FIGURE 5. Experimental setup. The overall system is composed by an EPM, which actuates the MFE (placed inside the colon simulator), and a joystick to steer the endoscope. On the top left, the on-board camera shows a biopsy target inside a latex colonoscopy training phantom (M40, Kyoto Kagaku Co.).
We compared the control strategy described in Section 2 to the intelligent teleoperation control method (based on a PID controller) used in (Martin et al., 2020). This control approach was used to successfully navigate the same endoscope in vivo and represents the state of the art. Herein, the disturbance is proposed as the introduction of the biopsy forceps through the instrument port of the endoscope; the control is asked to actively stabilize the endoscope, counteracting any negative effects on the orientation of the tip.
We performed four biopsies on a Kyoto Kagaku M40 Colonoscope Training Simulator in standard configuration, Boston Scientific Single-Use Radial JawTM 4 Biopsy Forceps were used as endoscopic tool, as shown in Figure 5. The target polyps were simulated with a blue colored polyvinyl acetate glue in different parts of the colon phantom (i.e., sigmoid, descending, transverse and ascending colon) and at different angles w.r.t. the MFE orientation. This setup aims to show that our approach can stabilize the endoscope and maintain a stable point of view of the MFE in a range of orientations that replicate the most commonly occurring cases in clinical practice. The experiments were repeated at two different inter-magnetic distances (15 and 20 cm), showing that at higher distances a more advanced controller is required to effectively stabilize the endoscope properly.

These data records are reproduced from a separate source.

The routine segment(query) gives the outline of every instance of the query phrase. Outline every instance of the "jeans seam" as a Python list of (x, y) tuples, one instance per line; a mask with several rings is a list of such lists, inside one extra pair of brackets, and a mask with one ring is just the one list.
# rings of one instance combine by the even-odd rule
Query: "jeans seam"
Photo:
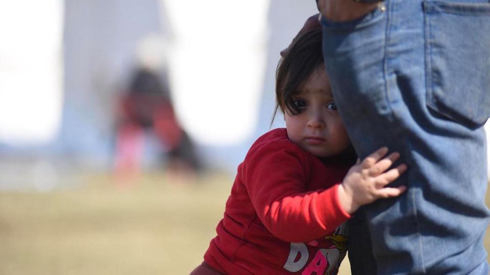
[[(411, 1), (411, 0), (409, 0), (409, 1)], [(397, 122), (398, 124), (400, 124), (400, 120), (399, 118), (398, 118), (398, 116), (397, 116), (396, 113), (394, 111), (394, 109), (391, 106), (391, 101), (389, 100), (390, 97), (389, 97), (389, 81), (388, 81), (388, 78), (387, 78), (387, 75), (389, 73), (389, 72), (388, 71), (388, 59), (389, 59), (388, 56), (389, 55), (389, 51), (388, 50), (388, 45), (389, 44), (389, 42), (390, 41), (390, 37), (391, 35), (390, 31), (392, 27), (392, 25), (392, 25), (392, 17), (393, 17), (393, 9), (394, 9), (394, 6), (395, 5), (395, 4), (394, 3), (394, 2), (395, 2), (395, 1), (386, 1), (385, 2), (386, 8), (386, 30), (385, 33), (385, 42), (384, 42), (385, 44), (384, 44), (384, 49), (385, 55), (384, 55), (384, 58), (383, 60), (384, 64), (383, 64), (383, 77), (384, 77), (383, 80), (385, 82), (384, 83), (385, 95), (386, 96), (386, 101), (387, 102), (388, 106), (389, 107), (390, 111), (391, 114), (391, 116), (393, 118), (393, 119), (395, 121), (397, 121)], [(403, 135), (405, 136), (409, 136), (409, 135), (404, 134)], [(411, 159), (411, 157), (410, 156), (410, 153), (409, 153), (410, 151), (409, 150), (409, 148), (411, 147), (411, 143), (410, 142), (410, 140), (409, 139), (407, 139), (406, 143), (407, 143), (407, 147), (408, 147), (409, 150), (407, 150), (407, 152), (406, 152), (407, 156), (406, 157), (408, 158), (409, 159)], [(409, 179), (408, 179), (409, 182), (410, 182)], [(414, 182), (414, 181), (411, 181), (411, 182)], [(416, 228), (417, 228), (416, 234), (417, 234), (418, 239), (419, 239), (419, 248), (421, 252), (420, 257), (421, 257), (421, 260), (422, 261), (421, 269), (422, 269), (422, 272), (424, 274), (426, 274), (427, 271), (425, 268), (425, 263), (424, 257), (424, 245), (423, 245), (423, 242), (422, 241), (422, 235), (421, 234), (421, 230), (420, 230), (420, 223), (419, 222), (419, 221), (416, 207), (415, 206), (415, 192), (414, 191), (407, 192), (407, 193), (408, 193), (407, 194), (407, 196), (409, 196), (410, 195), (411, 195), (411, 197), (409, 197), (408, 198), (408, 200), (407, 201), (411, 201), (412, 208), (413, 208), (413, 215), (414, 217), (415, 224), (416, 225)]]

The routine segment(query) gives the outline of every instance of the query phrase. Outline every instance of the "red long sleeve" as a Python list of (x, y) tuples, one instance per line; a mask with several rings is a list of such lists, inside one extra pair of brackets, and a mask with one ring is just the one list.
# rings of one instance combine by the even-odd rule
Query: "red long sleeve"
[(302, 151), (285, 129), (259, 138), (238, 169), (204, 255), (227, 274), (335, 274), (349, 217), (337, 198), (349, 167)]
[[(339, 204), (337, 184), (325, 182), (326, 177), (308, 178), (310, 173), (304, 170), (312, 164), (307, 154), (290, 142), (277, 141), (253, 148), (243, 167), (243, 181), (260, 221), (288, 241), (320, 237), (350, 217)], [(329, 185), (308, 190), (308, 185)]]

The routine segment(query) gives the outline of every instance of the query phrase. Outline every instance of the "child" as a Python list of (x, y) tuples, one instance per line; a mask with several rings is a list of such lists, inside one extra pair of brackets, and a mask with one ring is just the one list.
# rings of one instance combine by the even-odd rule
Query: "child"
[(385, 172), (399, 156), (383, 158), (387, 148), (349, 169), (356, 157), (321, 45), (319, 30), (307, 33), (280, 62), (276, 112), (284, 114), (286, 129), (259, 138), (238, 166), (217, 236), (192, 275), (336, 274), (350, 215), (405, 190), (385, 187), (406, 169)]

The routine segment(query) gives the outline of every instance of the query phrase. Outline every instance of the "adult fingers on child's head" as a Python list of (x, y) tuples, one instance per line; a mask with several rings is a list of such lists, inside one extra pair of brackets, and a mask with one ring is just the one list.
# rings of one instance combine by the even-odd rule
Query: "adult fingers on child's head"
[(377, 186), (379, 188), (389, 184), (400, 177), (400, 176), (406, 170), (406, 164), (403, 163), (395, 168), (390, 169), (386, 173), (380, 175), (376, 178)]
[(380, 159), (381, 159), (386, 153), (388, 152), (387, 147), (381, 147), (376, 151), (372, 153), (365, 158), (362, 160), (362, 168), (368, 169), (374, 166)]
[(369, 175), (376, 177), (386, 171), (393, 163), (400, 158), (400, 153), (398, 152), (391, 153), (386, 157), (381, 159), (376, 164), (369, 169)]
[(303, 25), (303, 26), (300, 30), (300, 31), (298, 32), (298, 34), (296, 35), (296, 36), (293, 38), (292, 41), (284, 49), (281, 50), (280, 52), (281, 56), (284, 57), (286, 53), (291, 49), (291, 48), (292, 47), (292, 45), (295, 44), (295, 42), (296, 42), (298, 38), (301, 37), (305, 33), (308, 32), (308, 31), (313, 30), (314, 29), (319, 28), (322, 26), (322, 25), (320, 24), (320, 21), (318, 20), (318, 16), (320, 14), (317, 13), (312, 15), (308, 18), (306, 19), (306, 21), (305, 21), (305, 23)]

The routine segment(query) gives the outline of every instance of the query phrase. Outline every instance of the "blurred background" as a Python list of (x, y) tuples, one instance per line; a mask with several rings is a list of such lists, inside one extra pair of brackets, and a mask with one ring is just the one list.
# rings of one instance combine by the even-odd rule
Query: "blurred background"
[(315, 13), (0, 0), (0, 274), (188, 273)]

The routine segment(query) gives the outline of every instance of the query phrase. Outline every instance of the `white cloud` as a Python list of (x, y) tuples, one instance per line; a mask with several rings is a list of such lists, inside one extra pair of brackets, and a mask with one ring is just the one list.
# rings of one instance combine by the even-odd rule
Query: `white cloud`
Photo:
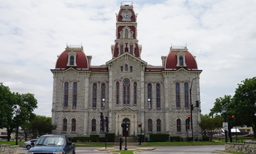
[[(3, 1), (0, 2), (0, 82), (13, 92), (34, 93), (36, 113), (51, 115), (57, 55), (66, 43), (82, 43), (92, 64), (111, 59), (115, 13), (121, 1)], [(256, 2), (133, 1), (138, 13), (141, 59), (161, 65), (169, 46), (187, 45), (196, 56), (202, 113), (216, 98), (233, 94), (237, 83), (255, 76)]]

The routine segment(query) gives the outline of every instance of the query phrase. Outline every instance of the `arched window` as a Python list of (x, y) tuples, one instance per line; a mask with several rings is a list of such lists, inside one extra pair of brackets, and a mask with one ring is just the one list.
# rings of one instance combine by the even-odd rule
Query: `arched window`
[(148, 120), (148, 132), (152, 132), (153, 131), (153, 122), (152, 119)]
[(157, 83), (155, 85), (155, 89), (156, 89), (156, 108), (161, 108), (161, 96), (160, 96), (160, 84), (159, 83)]
[(77, 121), (75, 120), (75, 118), (72, 118), (71, 120), (71, 131), (72, 132), (75, 132), (76, 131), (76, 125), (77, 125)]
[(137, 104), (137, 87), (138, 83), (137, 82), (134, 83), (134, 104)]
[(120, 83), (117, 81), (115, 83), (115, 89), (116, 89), (116, 104), (119, 105), (120, 102)]
[(73, 83), (73, 103), (72, 108), (77, 107), (77, 83)]
[(180, 102), (180, 96), (179, 96), (179, 92), (180, 92), (179, 83), (176, 83), (175, 87), (176, 87), (176, 107), (180, 108), (181, 102)]
[(97, 83), (92, 84), (92, 108), (96, 108), (97, 103)]
[(156, 120), (156, 132), (161, 132), (161, 120), (160, 119)]
[(101, 108), (105, 108), (105, 83), (101, 83)]
[(148, 108), (152, 108), (152, 84), (148, 83)]
[(68, 130), (68, 120), (66, 118), (64, 118), (62, 120), (62, 131), (67, 132), (67, 130)]
[(188, 83), (184, 83), (184, 98), (185, 98), (185, 108), (188, 107)]
[(64, 83), (64, 108), (68, 108), (68, 83)]
[(130, 104), (130, 80), (124, 78), (122, 84), (123, 105)]
[(181, 120), (180, 119), (177, 120), (177, 132), (181, 132)]
[(186, 119), (186, 132), (188, 131), (188, 130), (189, 130), (189, 119)]
[(96, 119), (92, 119), (91, 120), (91, 132), (96, 132)]
[(183, 66), (184, 64), (184, 60), (183, 60), (183, 56), (179, 56), (179, 66)]

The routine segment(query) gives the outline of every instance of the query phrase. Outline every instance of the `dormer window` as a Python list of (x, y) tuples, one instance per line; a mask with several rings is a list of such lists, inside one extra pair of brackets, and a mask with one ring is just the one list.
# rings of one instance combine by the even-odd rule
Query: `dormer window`
[(186, 66), (186, 62), (185, 62), (185, 56), (186, 53), (183, 51), (179, 52), (177, 55), (177, 66)]
[(77, 55), (74, 51), (68, 52), (68, 60), (67, 66), (77, 66)]

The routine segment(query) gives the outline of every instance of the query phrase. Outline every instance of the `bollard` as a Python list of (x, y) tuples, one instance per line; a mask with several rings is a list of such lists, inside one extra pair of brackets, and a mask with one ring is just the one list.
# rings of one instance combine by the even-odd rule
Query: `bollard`
[(122, 138), (119, 139), (119, 150), (122, 150)]

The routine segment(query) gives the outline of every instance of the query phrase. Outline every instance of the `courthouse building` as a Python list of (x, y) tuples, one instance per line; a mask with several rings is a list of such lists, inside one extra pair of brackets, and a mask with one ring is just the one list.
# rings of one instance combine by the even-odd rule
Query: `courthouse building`
[[(55, 134), (68, 136), (103, 134), (100, 113), (108, 117), (109, 133), (163, 133), (186, 137), (191, 128), (191, 104), (200, 102), (200, 74), (196, 57), (186, 46), (171, 46), (162, 64), (152, 66), (141, 57), (137, 39), (137, 14), (131, 4), (116, 14), (116, 38), (112, 59), (92, 66), (92, 56), (82, 46), (67, 46), (58, 57), (53, 74), (52, 123)], [(108, 49), (107, 49), (108, 50)], [(169, 50), (169, 52), (168, 50)], [(200, 107), (193, 111), (195, 139), (201, 138)]]

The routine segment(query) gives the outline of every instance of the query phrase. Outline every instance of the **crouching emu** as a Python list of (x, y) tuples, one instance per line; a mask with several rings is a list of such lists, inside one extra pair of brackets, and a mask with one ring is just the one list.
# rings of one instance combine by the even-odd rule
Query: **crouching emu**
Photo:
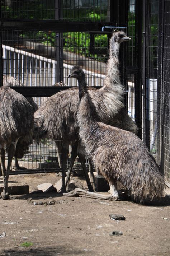
[[(3, 199), (8, 199), (8, 183), (12, 159), (19, 138), (33, 132), (33, 110), (23, 96), (7, 86), (0, 88), (0, 168), (4, 181)], [(5, 150), (8, 154), (6, 171)]]
[[(147, 148), (137, 136), (127, 131), (105, 124), (100, 121), (96, 107), (88, 92), (82, 78), (83, 71), (72, 76), (78, 79), (81, 101), (77, 113), (79, 135), (88, 157), (99, 173), (109, 182), (110, 195), (76, 189), (64, 195), (85, 194), (93, 197), (117, 200), (119, 195), (117, 181), (128, 190), (140, 203), (147, 195), (160, 199), (163, 195), (162, 174)], [(81, 79), (80, 79), (80, 78)]]

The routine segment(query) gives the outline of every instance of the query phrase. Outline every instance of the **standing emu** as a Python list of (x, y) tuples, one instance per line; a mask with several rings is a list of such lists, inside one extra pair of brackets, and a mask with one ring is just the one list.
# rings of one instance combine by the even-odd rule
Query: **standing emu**
[[(3, 76), (3, 85), (4, 86), (24, 86), (23, 83), (14, 77), (8, 75)], [(33, 108), (34, 112), (37, 109), (37, 104), (32, 98), (29, 97), (26, 98)], [(14, 168), (17, 170), (21, 170), (22, 168), (19, 166), (18, 161), (18, 158), (22, 158), (24, 154), (27, 153), (29, 150), (29, 146), (32, 143), (33, 139), (32, 131), (28, 133), (26, 136), (20, 137), (18, 140), (14, 154), (15, 165)]]
[(164, 190), (164, 178), (154, 158), (139, 138), (132, 132), (105, 124), (101, 121), (96, 108), (82, 79), (81, 69), (72, 74), (78, 79), (81, 100), (77, 113), (79, 135), (88, 157), (109, 182), (111, 195), (75, 191), (64, 195), (84, 193), (95, 198), (119, 199), (117, 181), (134, 193), (140, 203), (147, 195), (160, 199)]
[[(120, 43), (129, 39), (123, 31), (113, 34), (110, 41), (110, 57), (104, 86), (98, 90), (91, 87), (88, 88), (98, 114), (105, 123), (107, 123), (123, 107), (122, 100), (124, 90), (120, 82), (118, 53)], [(42, 134), (44, 133), (45, 136), (55, 140), (63, 140), (61, 152), (63, 191), (65, 190), (65, 166), (69, 145), (71, 141), (78, 138), (76, 117), (79, 103), (79, 89), (75, 87), (52, 96), (34, 114), (36, 125), (42, 131), (40, 132)], [(124, 113), (123, 119), (127, 116), (130, 118), (126, 111)], [(132, 119), (131, 122), (132, 126), (136, 125)], [(77, 148), (75, 147), (74, 152), (76, 153), (72, 158), (73, 160), (77, 155)], [(80, 159), (80, 155), (78, 155)], [(82, 162), (81, 159), (80, 161)], [(90, 171), (95, 188), (92, 169)]]
[[(3, 199), (9, 198), (8, 182), (12, 159), (19, 138), (33, 132), (32, 107), (23, 96), (7, 86), (0, 88), (0, 157), (4, 187)], [(5, 150), (8, 154), (6, 171)]]

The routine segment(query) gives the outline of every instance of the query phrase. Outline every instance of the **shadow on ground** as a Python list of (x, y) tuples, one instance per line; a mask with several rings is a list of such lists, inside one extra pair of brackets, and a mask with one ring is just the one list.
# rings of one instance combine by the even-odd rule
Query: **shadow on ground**
[(80, 255), (86, 253), (82, 250), (76, 250), (75, 248), (58, 246), (55, 248), (46, 247), (44, 248), (20, 248), (15, 250), (5, 250), (1, 252), (1, 256), (57, 256), (57, 255)]

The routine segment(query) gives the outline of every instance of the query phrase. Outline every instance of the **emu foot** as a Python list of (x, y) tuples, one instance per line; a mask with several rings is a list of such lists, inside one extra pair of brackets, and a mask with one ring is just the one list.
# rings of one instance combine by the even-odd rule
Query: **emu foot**
[(9, 199), (10, 196), (9, 195), (8, 192), (6, 193), (5, 192), (4, 190), (3, 190), (3, 192), (1, 194), (1, 198), (3, 200), (6, 200), (6, 199)]
[[(56, 174), (56, 176), (58, 176), (58, 177), (62, 177), (62, 172), (59, 172), (59, 173), (57, 173)], [(66, 177), (66, 174), (65, 173), (65, 177)]]
[(104, 195), (100, 194), (98, 193), (94, 192), (90, 192), (89, 191), (84, 190), (81, 188), (75, 188), (72, 191), (71, 191), (69, 193), (64, 193), (63, 195), (66, 196), (84, 196), (85, 197), (90, 197), (92, 198), (104, 199), (105, 200), (113, 200), (112, 195), (106, 196)]
[(13, 170), (14, 170), (14, 171), (23, 171), (27, 169), (27, 168), (26, 168), (25, 167), (21, 167), (21, 166), (17, 166), (15, 165), (14, 165), (13, 167)]
[(98, 190), (97, 188), (97, 187), (95, 183), (91, 183), (91, 185), (92, 185), (93, 188), (94, 190), (94, 192), (98, 192)]

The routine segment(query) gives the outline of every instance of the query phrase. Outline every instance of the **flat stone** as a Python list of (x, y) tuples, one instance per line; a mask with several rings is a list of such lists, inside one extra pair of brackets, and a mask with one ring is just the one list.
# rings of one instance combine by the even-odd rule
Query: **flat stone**
[[(29, 186), (24, 183), (9, 182), (8, 191), (10, 195), (24, 195), (29, 193)], [(4, 188), (4, 184), (0, 184), (0, 194)]]
[[(65, 179), (65, 182), (66, 181), (66, 178)], [(70, 191), (72, 191), (75, 188), (78, 187), (76, 185), (76, 181), (75, 181), (74, 179), (72, 179), (71, 180), (70, 180), (69, 184), (69, 190)], [(58, 192), (60, 192), (61, 189), (62, 185), (62, 179), (60, 179), (60, 180), (55, 184), (54, 187), (56, 189), (57, 191)]]
[(42, 190), (44, 193), (56, 192), (56, 188), (51, 183), (43, 183), (37, 186), (39, 190)]

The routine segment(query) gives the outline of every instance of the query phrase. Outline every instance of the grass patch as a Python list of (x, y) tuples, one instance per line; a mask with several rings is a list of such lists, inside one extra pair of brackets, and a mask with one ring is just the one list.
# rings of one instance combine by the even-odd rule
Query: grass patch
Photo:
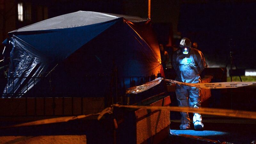
[[(241, 76), (241, 78), (243, 82), (256, 82), (256, 76)], [(227, 81), (230, 82), (231, 81), (231, 78), (230, 77), (227, 77)], [(240, 82), (240, 78), (239, 76), (232, 76), (232, 82)]]

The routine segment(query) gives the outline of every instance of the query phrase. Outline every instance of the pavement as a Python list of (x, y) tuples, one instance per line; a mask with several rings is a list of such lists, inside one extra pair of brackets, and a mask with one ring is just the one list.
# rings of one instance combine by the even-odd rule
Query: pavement
[[(171, 120), (170, 131), (172, 135), (170, 134), (161, 144), (211, 144), (216, 143), (218, 141), (220, 143), (250, 144), (253, 141), (256, 142), (256, 120), (204, 115), (202, 117), (204, 125), (203, 131), (194, 130), (192, 122), (190, 129), (180, 130), (180, 120)], [(215, 141), (202, 141), (175, 135), (180, 134), (200, 137)]]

We performed 5 experiments at each inter-magnetic distance. At each experiment the user (with no prior endoscopic experience, but knowledge of the platform) was asked to perform four biopsies in four different regions of the colon. The endoscope was placed at the end of the ceacum and the user was instructed to withdraw the MFE and perform a biopsy every time a polyp was detected. Before performing the biopsy, the user was required to align the endoscope to the target by means of a joystick, using teleoperation algorithm (Martin et al., 2020). The IPM orientation at the beginning of the biopsy procedure was recorded and used as the desired target orientation in the stabilization phase.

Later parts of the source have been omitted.